Description
In 2014, fewer than 4,000 Indian families homeschooled their children. By 2024, that number was over 90,000 — and rising sharply. Among them are doctors, IIT graduates, IAS officers, and a notable number of school teachers. Why are India’s most invested middle-class families quietly walking away from the very school system they once fought to get into?

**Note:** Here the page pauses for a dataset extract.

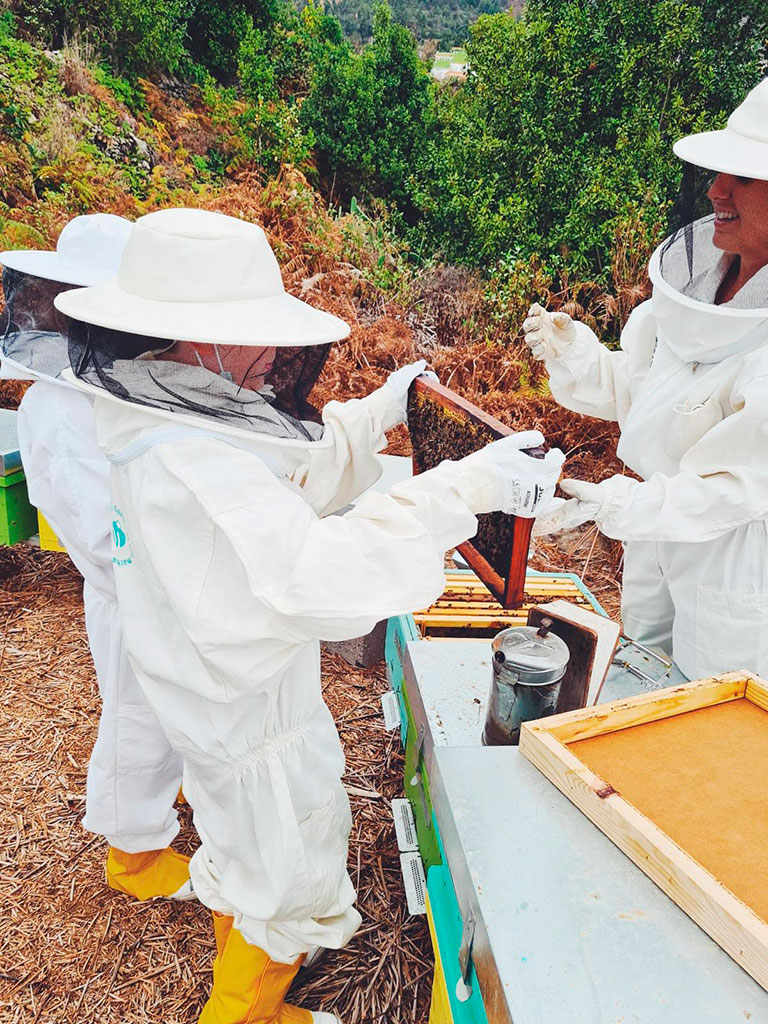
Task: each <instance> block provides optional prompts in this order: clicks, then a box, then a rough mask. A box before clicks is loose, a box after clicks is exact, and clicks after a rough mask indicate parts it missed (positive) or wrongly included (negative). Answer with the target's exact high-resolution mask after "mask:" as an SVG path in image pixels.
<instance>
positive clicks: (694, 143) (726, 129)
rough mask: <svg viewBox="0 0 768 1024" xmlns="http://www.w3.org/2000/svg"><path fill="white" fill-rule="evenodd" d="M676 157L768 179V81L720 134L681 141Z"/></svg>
mask: <svg viewBox="0 0 768 1024" xmlns="http://www.w3.org/2000/svg"><path fill="white" fill-rule="evenodd" d="M674 150H675V154H676V155H677V156H678V157H679V158H680V159H681V160H685V161H686V162H687V163H689V164H695V165H696V166H697V167H706V168H708V169H709V170H711V171H720V172H722V173H724V174H737V175H739V177H745V178H760V179H762V180H768V79H763V81H762V82H761V83H760V85H758V86H756V87H755V88H754V89H753V90H752V92H751V93H750V94H749V95H748V96H746V98H745V99H744V101H743V102H742V103H741V104H740V105H739V106H737V108H736V110H735V111H734V112H733V114H731V116H730V117H729V118H728V126H727V128H723V129H722V130H721V131H705V132H698V133H697V134H696V135H687V136H686V137H685V138H681V139H679V140H678V141H677V142H675V145H674Z"/></svg>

In this important, evidence-rich book, educational psychologist Dr. Reema Banerjee follows fifty Indian families — across Bangalore, Pune, Goa, Kerala, the Nilgiris, and small-town Madhya Pradesh — who have, in different ways, opted their children out of conventional schooling. Some are full unschoolers. Some run village-style learning collectives. Some are part of new alternative-school networks. All of them have asked the question the rest of urban India is too anxious to ask out loud: *what exactly is school for?*
Banerjee weaves these family portraits with a clear-eyed analysis of the actual outcomes of India’s mainstream system — the mental health epidemic among 14- to 18-year-olds, the collapse of meaningful learning behind board-exam coaching, the way our schools have quietly become factories of obedience for an economy that no longer rewards it.
*Unschooling India* is not a polemic. It is a serious, compassionate, deeply reported book for any Indian parent who has ever stood at the school gate and felt, in their stomach, that something was wrong.
The most important Indian education book of the decade.